Ellsworth Kelly (b. 1923)
Ellsworth Kelly (b. 1923)

Green White

Ellsworth Kelly (b. 1923)
Green White
signed with initials and dated 'EK 61' (lower right); signed again and dated again 'KELLY 61' (on the stretcher)
oil on canvas
66 x 69 in. (167.6 x 175.3 cm.)
Painted in 1961.
Sidney Janis Gallery, New York
Acquired from the above by the present owner, 1965
"In the Galleries," Arts Magazine (May/June 1962).
M. Kozloff, "Geometric Abstraction in America," Art International VI, vol. 5-6 (Summer 1962), p. 99 (illustrated as Green-White).
D. McConathy, "Ellsworth Kelly," Derrière le Miroir (November 1964), no. 3 (illustrated).
Y.-A. Bois, Ellsworth Kelly: The Years in France, 1948-1954, exh. cat., Washington, D.C., National Gallery of Art, 1992, p. 13.
New York, Whitney Museum of American Art, Geometric Abstraction in America, March-May 1962, no. 49, pl. 41 (illustrated as Green-White).
Washington, D.C., Washington Gallery of Modern Art and Boston, Institute of Contemporary Art, Paintings, Sculpture and Drawings by Ellsworth Kelly, December 1963-January 1964, no. 3.
Paris, Galerie Maeght, Ellsworth Kelly, November-December 1964.
New York, Sidney Janis Gallery, Ellsworth Kelly, Spring 1965.
St. Louis, The Pulitzer Foundation for the Arts, Selected Works by Ellsworth Kelly from St. Louis Collections, April-October 2002.

Lot Essay

An important exponent of abstract art of the Post-War era, Ellsworth Kelly created works of startling visual intensity, lyrically distilling visual experiences rooted in nature, which he transformed into pure abstraction through flat planes of color. Kelly's art has influenced some of the most significant artistic movements of the past half century, ranging from Color-Field painting and Post-painterly Abstraction to Minimalism and Hard-edge painting, while never formally belonging to any of them. Kelly has described his artistic mission thus: "I have worked to free shape from its ground, and then to work the shape so that it has a definite relationship to the space around it; so that it has a clarity and a measure within itself of its parts (angles, curves, edges and mass); and so that, with color and tonality, the shape finds its own space and always demands its freedom and separateness" (E. Kelly, quoted in Ellsworth Kelly: Recent Paintings and Sculptures, exh. cat., New York, 1979, p. 7).

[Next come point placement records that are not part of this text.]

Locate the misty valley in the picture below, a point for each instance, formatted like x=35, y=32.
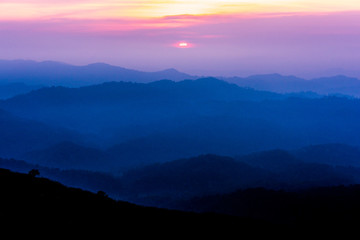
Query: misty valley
x=267, y=149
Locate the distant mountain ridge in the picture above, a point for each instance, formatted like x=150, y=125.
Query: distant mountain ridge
x=334, y=85
x=51, y=73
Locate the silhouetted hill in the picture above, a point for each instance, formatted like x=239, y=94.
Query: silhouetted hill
x=51, y=73
x=31, y=202
x=319, y=208
x=68, y=155
x=292, y=173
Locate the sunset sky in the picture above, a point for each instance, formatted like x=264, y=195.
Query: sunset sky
x=206, y=37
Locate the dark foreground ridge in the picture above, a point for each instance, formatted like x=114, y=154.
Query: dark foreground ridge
x=38, y=203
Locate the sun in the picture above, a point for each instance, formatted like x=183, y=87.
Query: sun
x=183, y=44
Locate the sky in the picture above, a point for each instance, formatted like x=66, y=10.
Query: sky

Green White, painted in 1961, is a monumentally scaled canvas that superbly encapsulates Kelly's signature language of abstraction. As Kelly insisted, "In my own work, I have never been interested in painterliness (or what I find is) a personal handwriting, putting marks on canvas. My work is a different way of seeing and making something and which has a different use" (E. Kelly, Notes of 1969, reprinted in K. Stiles and P. Selz, Theories and Documents of Contemporary Art, Berkeley, 1996, p. 93). The flat, unmodulated surfaces that Kelly favored were a dramatic riposte to the dominant American style of Abstract Expressionism, but Kelly managed to derive a visual force comparable to the most loaded bravura brushwork in his audaciously reduced forms. He frequently worked with two-color compositions, as in the present work, playing with perceptual ambiguity between positive and negative space, and heightening the expressive interaction of his forms.

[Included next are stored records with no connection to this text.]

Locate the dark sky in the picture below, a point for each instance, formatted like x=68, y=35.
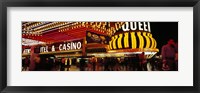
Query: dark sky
x=163, y=31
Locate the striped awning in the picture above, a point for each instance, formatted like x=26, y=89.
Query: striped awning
x=140, y=40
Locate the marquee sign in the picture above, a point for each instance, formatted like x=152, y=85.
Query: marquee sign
x=58, y=46
x=141, y=26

The curving forms of the two-color composition of Green-White represent an important development in Kelly's oeuvre in which he moved away from rectilinear, hard-edged shapes in favor for a more organic, softer composition. Since his first forays into abstraction while living in Paris in 1949, Kelly worked with shapes derived from life, such as found objects or shadows, using these forms not as biomorphic metaphors, but as pure visual experiences in themselves. As Kelly proclaimed, "Making art has first of all to do with honesty. My first lesson was to see objectively, to erase all 'meaning' of the thing seen. Then only could the real meaning of it be understood and felt" (Ibid.).